Stop the presses: Women really are at war. It's a little like the talking dog; no one seems to care how well she does it, only that she does it at all.

There are 27,000 women just doing their jobs in the gulf; we should know this by now because they have been photographed and interviewed out of all proportion to their numbers.

But the hard facts of women waging war seem to come home most keenly now, when one may be in the hands of the enemy. All these years the Pentagon has insulated us from that scenario with rules barring women in combat. What they didn't say was that in modern warfare, combat can be everywhere.

There's been an interesting side effect of war in the Persian Gulf. Just as it has distilled combat to its fast-forward essence -- can it be only two weeks since we've been at this? -- it has also writ large changes in society.
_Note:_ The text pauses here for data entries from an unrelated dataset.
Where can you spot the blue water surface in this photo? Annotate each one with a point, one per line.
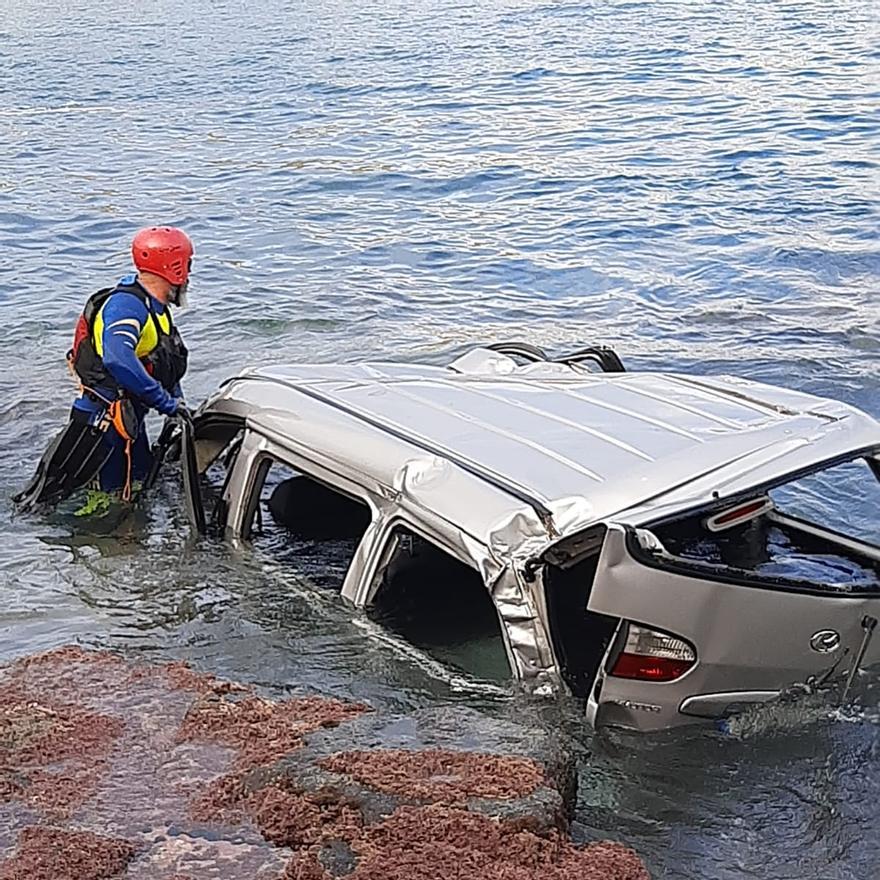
(693, 182)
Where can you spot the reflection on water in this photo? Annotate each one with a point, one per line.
(691, 182)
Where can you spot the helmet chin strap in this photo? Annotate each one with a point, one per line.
(177, 297)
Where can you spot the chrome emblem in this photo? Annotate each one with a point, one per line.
(825, 641)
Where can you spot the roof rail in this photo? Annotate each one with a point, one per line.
(604, 357)
(525, 350)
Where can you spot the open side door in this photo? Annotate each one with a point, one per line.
(192, 493)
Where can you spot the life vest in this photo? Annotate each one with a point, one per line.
(159, 348)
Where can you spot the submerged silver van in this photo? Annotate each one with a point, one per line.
(647, 540)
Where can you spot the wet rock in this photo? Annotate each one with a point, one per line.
(55, 854)
(208, 779)
(337, 858)
(451, 756)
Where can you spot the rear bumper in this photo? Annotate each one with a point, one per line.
(638, 706)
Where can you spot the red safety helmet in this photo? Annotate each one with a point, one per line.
(165, 251)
We have talked for a decade about the extraordinary difficulties of the new American family, but they have been dramatized by couples going together to Saudi Arabia and leaving children behind. We have discussed and discussed the revolution in the lives of American women, and in our attitudes toward what it means to be female. Women at war make us think again, about how much we have changed, and how little.

One of 10 soldiers today is a woman. They have turned to the service for some of the same reasons minorities have: for college money, technical training, a way out of a pink-collar ghetto filled with dead ends. Their decision has got mixed reviews.

Some feminists believe it means that women have sunk to the level of men, that the role of women in wartime is to say, "This is wrong."

Those men who long for the 19th century believe this shows that the armed forces have fallen on hard times, that women at the mercy of tides and lunar cycles will be unable to power a supply truck.

Most people recognize the military for what it is. It's not an adventure; it's a job.

Until we get to the what ifs.

Well, we've got to the what ifs now: a 20-year-old Michigan woman, a former high school ROTC cadet, missing, presumed captured. Her parents may well curse their imaginations at this moment, thinking of what the Iraqis might do to her.

Saddam Hussein lives in a world in which women's liberation is a contradiction in terms, in which a woman with her sleeves rolled up is considered a rebuke to her creator.

Perhaps this will inspire him to treat any female prisoners like pack animals. Or perhaps the paternalistic attitudes of the Muslim world may lead him to tread more carefully. In sexism will be salvation.

I've heard it said that the American public is not ready for this, as though we long ago made our peace with beaten and tortured men. But thinking about women prisoners is tough for some of us , and that is because the revelations of social change that have come with this war are revelations of changes not fully accepted.

Any heightened horror at women warriors is tinged with a double standard. It assumes somehow that the travails of men are less heartbreaking than those of women.

That is insulting to men, and to the people who love them. It assumes that some Americans, for whatever reason, are more tormented by the vision of a woman in a body bag than a man in one.

That happens to be true.

There are so many double standards in this binary society, and the military has taken full advantage of this one. Rules barring women from combat units were designed specifically to meet public comfort levels, the comfort level of the military, too.

As Rep. Pat Schroeder says, "By pretending they were #i protecting women from harm, all they were really protecting them from was promotions." To become a Stormin' Norman, you have to have flown the bombing raids, led the troops through the jungles.

Thousands of women who have chosen the service as their life's work face sanctioned job discrimination, a glass ceiling permitted by statute.

But this war has already shown that the Pentagon policy is designed for the comfort level of a world that has ceased to exist, whether we all like it or not.

Women will fight. Women may die. One woman may already be held prisoner. Sometimes the realities of life outstrip our perceptions. That is manifest when you consider this: A female POW could come home to a parade, a medal and the disclaimer that she is not fit for combat.

In other words, insult as well as injury.